EL CACHORRO
Estallaba la tarde en un arco iris de colores
que fue desvaneciéndose lentamente en un fuego ocre, azul y grana, mientras las
sombras de la noche iban reptando sigilosamente
por los rincones.
Ana cerró las puertas y ventanas mientras
saboreaba el placer de estar sola al fin de tanto ajetreo diario.
Sin embargo, algo en lo más recóndito de su
desgastada memoria, la perturbaba. Estaba inquieta, como un pájaro que mueve su
cabecita de izquierda a derecha, buscando el peligro que acecha y en esa
milésima de segundo de espanto antes de echarse a volar. Su mente divagó por un
instante, pero luego volvió a la realidad.
El otoño había dado paso a los primeros fríos
del invierno, despidiéndose con esas espléndidas tardes de oro y grana.
Hoy, sus nietos se habían ido temprano
después de hacer sus deberes y acosarlas con pedidos y preguntas. Estaba tan
cansada que no sumaba dos más dos. Ya no hacía planes, solo se dejaba estar en
ese relajado instante del dolce far niente. Pero no quería olvidar nada.
Busco sus pantuflas y su libro y se acomodó
en la cama. Sabía que claudicar no era su estilo. Solo tomar un recreo. Amaba
sus libros, sus plantas y su tejido de anciana laboriosa. Ahora, a solas con
uno de sus amores, se dispuso a navegar en barquitos de papel impreso.

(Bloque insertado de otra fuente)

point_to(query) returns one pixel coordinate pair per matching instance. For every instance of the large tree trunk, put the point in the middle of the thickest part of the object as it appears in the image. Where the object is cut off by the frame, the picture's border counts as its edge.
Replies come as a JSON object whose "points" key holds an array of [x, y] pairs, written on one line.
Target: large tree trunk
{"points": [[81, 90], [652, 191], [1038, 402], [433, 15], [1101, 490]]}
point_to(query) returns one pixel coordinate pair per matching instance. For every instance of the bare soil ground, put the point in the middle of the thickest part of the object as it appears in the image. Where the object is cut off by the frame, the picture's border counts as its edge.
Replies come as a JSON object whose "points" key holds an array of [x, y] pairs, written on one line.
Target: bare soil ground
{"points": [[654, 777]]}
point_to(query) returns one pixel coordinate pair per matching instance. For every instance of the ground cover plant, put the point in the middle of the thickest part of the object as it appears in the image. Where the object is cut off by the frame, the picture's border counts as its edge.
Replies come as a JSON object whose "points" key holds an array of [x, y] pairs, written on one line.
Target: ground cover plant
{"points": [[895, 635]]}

Hacía tiempo que vivía sola, pero la familia
la hostigaba con miles de pedidos, trabajos, encargos, que ella gustosa
aceptaba. Ese día era su día, su noche de viernes, solo para ella. Luego,
sábado y a relajarse. Sin embargo… ¿que había dejado atrás? Algo… allí…

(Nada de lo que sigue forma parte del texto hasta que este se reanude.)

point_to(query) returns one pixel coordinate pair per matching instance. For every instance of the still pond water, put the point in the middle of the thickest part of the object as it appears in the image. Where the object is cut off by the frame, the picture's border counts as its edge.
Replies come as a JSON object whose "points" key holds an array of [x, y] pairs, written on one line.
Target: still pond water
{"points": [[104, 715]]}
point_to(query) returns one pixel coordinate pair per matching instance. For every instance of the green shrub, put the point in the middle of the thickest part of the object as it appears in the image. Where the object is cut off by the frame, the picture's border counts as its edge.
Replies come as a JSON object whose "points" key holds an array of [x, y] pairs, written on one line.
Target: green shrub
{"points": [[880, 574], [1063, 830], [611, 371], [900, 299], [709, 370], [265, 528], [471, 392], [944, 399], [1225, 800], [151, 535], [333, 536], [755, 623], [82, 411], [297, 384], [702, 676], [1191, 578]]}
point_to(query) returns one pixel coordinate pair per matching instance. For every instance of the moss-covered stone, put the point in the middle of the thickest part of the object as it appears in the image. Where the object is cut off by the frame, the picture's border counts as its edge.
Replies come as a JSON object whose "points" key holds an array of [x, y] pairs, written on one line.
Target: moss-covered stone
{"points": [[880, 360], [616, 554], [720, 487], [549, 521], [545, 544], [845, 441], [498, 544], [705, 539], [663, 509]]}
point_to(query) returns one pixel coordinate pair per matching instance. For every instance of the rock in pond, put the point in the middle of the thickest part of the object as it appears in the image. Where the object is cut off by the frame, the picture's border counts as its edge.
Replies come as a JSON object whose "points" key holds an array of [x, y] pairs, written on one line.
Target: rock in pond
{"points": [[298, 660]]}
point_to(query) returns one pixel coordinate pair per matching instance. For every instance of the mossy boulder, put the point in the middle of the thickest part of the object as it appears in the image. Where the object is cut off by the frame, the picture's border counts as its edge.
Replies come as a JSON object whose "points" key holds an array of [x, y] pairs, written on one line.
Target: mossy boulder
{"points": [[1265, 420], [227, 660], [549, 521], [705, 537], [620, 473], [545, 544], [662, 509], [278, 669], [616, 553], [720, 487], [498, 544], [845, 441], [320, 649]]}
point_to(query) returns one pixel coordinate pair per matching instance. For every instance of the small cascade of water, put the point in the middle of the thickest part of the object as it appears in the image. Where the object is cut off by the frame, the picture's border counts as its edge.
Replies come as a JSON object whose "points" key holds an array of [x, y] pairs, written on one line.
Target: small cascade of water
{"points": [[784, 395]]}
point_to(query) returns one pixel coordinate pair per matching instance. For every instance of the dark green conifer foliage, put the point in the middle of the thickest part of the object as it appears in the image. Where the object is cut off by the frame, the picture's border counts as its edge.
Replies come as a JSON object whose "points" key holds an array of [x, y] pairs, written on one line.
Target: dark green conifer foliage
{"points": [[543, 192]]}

En realidad Ana no vivía completamente sola,
sino en compañía de su fiel perra, Leda. Le había puesto ese nombre en memoria
de una perra que salvó su vida cuando Ana tenía seis meses de edad.
Mientras leía, envuelta en la tibieza de las
frazadas, una telaraña de languidez reptó por sus adoloridas coyunturas. Solo necesitaba dormir una
noche, una
noche
sin sentirse agobiada por las presiones de su entorno familiar. Una noche sola
y a sus anchas. Pero… ¿Qué era ese cosquilleo en su cerebro? Desechó la
inquietud y se ensimismó en sus recuerdos.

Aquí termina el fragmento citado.